People who drink alcohol in this country currently over-estimate the amount needed to label them as binge drinkers. Most people who drink think the amount is four or five times more than the actual amount defined by the Center for Disease Control (CDC) and the National Institute on Alcohol Abuse and Alcoholism (NIAAA). For women that amount is eight or more drinks a week, and for men the amount is 14. The lower amount for women takes into account their body size and ability to absorb alcohol into the blood stream more quickly than men. Binge drinking takes a surprising 70 percent of men who drink to excess.

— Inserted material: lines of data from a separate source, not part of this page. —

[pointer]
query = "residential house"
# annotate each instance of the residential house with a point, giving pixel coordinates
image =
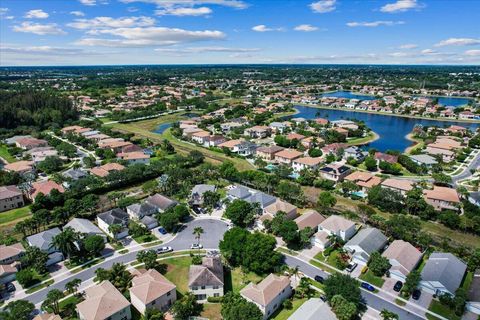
(113, 217)
(313, 309)
(306, 163)
(44, 187)
(442, 273)
(104, 170)
(364, 180)
(268, 153)
(134, 157)
(335, 172)
(442, 198)
(206, 280)
(10, 261)
(196, 196)
(10, 198)
(364, 243)
(150, 289)
(403, 257)
(269, 294)
(400, 185)
(287, 156)
(85, 227)
(104, 302)
(43, 241)
(310, 218)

Standard drinks are broken down according to the type and size of each beverage of choice. For example, a drink can be any of the following according to the CDC; 1.5 ounces of 80-proof (alcohol content of 40 percent ) distilled spirits, also known as whiskey, gin, vodka or rum, 5 ounces of wine (12 percent alcohol content), 8 ounces of malt liquor (7 percent alcohol content), or 12 ounces of beer (alcohol content of 5 percent ). A comment from a bartender stated the amount seemed awfully low. Someone who gets drunk all of the time is more likely a binge drinker, according to this server of beverages.
For the past 20 years the definition for “heavy drinker” has evolved and is currently based on evidence from a scientific viewpoint, due to the harmful consequences from drinking too much alcohol. This is according to both the NIAAA and the CDC. Coming into play however is another definition from the National Survey on Drug Use and Health (NSDUH). Their interpretation of a heavy drinker is “five or more drinks on the same occasion, on each of five or more days in the past 30 days.”
How does one then define “heavy,” “light” or “moderate?” Dr. Arthur Klatsy stated he prefers to not use those terms as they are not quantitative or specific. Dr. Klatsy has studied the impact of alcohol on humans for decades. Everyone, he also stated wants to know which category they fit into, as terms indicate they do not supply a definitive amount accurately. Binge drinking is better described with percentage rather than definitions that are surprisingly difficult to quantify.
George Koob, director of NIAAA, helped form the definitions used by his group and the CDC. The definitions are based on epidemiological studies illustrating the negative long-term effects of heavy drinking. A survey conducted in 2011 discovered 6.5 percent of the U.S. population over the age of 12 had a heavy drinking problem. Klatsky and Koob both stated those statistics may be underestimating the actual numbers.
Other problems may develop such as esophageal, throat, larynx and liver cancers. Becoming an alcoholic, a victim of violence, pancreatitis, psychological disorders and high blood pressure may also be results of heavy drinking. A current trend in binge drinkers is the amount of young people, mostly college age, who are involved. The reason for this alarming situation is most of those drinking believe being intoxicated takes more alcohol to define being drunk.
One of the biggest problems with this situation concerns the development of the frontal cortex of the brain. It does not mature in most adults until around the age of 25, the frontal cortex assists in decision-making and controls of impulse behavior. Binge drinking can cause the delay of these functions. It does not matter if you save your drinking for the weekend, either way results in damage to your health.
The CDC conducted a study between 2006 and 2010 concerning excessive alcohol use and binge drinking. These two combined factors are responsible for approximately 10 percent of the deaths attributed to working adults. It works out to just under 88,000 people every year who lose their lives to alcohol, that is one in 10 people in this country who are working age adults, more than half of whom were tied to binge drinking. The percentage of binge drinkers is a surprisingly higher number than expected.